The Financial Action Task Force (FATF) has published new recommendations for greater regulation of cryptocurrencies, Gizmodo reports. FATF is a global anti-money laundering watchdog, which was created in 1989 to support financial crime regulation on an international scale.

FATF has no legal powers, but it is an influential policy-making body, with knowledge and insight into the legislative and regulatory workings of its members and associates. It has developed a set of FATF Standards, which aim to promote a coordinated global response to prevent organized crime, corruption, and terrorism.

FATF recently published updated guidance about the regulation of the virtual asset sector. As this is such a fast-moving sector that makes highly sophisticated use of technology, it is no surprise that monitoring and regulation present a significant challenge.

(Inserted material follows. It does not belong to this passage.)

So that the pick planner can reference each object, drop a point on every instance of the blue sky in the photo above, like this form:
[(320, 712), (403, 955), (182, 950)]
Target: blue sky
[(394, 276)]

Because the technology has developed at such a swift pace, the darker corners of the cryptocurrency markets have become a hotbed for fraudulent activity. The recent spate of ransomware attacks, for example, usually request that the victim pays the cybercriminal in a virtual currency, which is more difficult to trace.

Unsurprisingly, the new FATF recommendations are seeking to bring the virtual asset industry in line with the existing regulatory framework for banks and other financial institutions. It calls for more stringent measures to verify the identity of users and promote the regular reporting of suspicious activity to regulators.

The report notes: “The majority of VA-related [virtual asset] offenses highlighted in the report focused on a predicate or ML [money laundering] offenses, but, criminals also made use of VAs to evade financial sanctions and to raise funds to support terrorism.”

It continues: “The types of offenses reported by jurisdictions include ML, the sale of controlled substances and other illegal items (including firearms), fraud, tax evasion, computer crimes (e.g. cyberattacks resulting in thefts and ransomware), child exploitation, human trafficking, sanctions evasion, and TF [terrorist financing].”

While the report makes a case for urgent reform to prevent more funds from flowing into the hands of terrorists and organized crime gangs, it acknowledges that some changes cannot take effect immediately. FATF recommends that regulators show some level of flexibility during the initial rollout, to allow for real-world issues.

The reality is that virtual asset firms will need time to ‘retrofit’ the necessary compliance tools in their systems. As a sector that’s focused solely on innovation and development for the last 10 years, it has yet to be discovered how quickly they are able to adapt to an organized regulatory framework.

One prediction is that once the sector has shed its murky underbelly, it will quickly become more mainstream, and somewhat ironically, traditional banks and financial institutions may start to enter the cryptocurrency market.

The biggest challenge is perhaps the monitoring of travel between ‘unhosted wallets’ or ‘non-custodial wallets’ and the sharing of user data securely. These are considered higher-risk transactions and should be subject to more rigorous scrutiny and restrictions, the report suggests.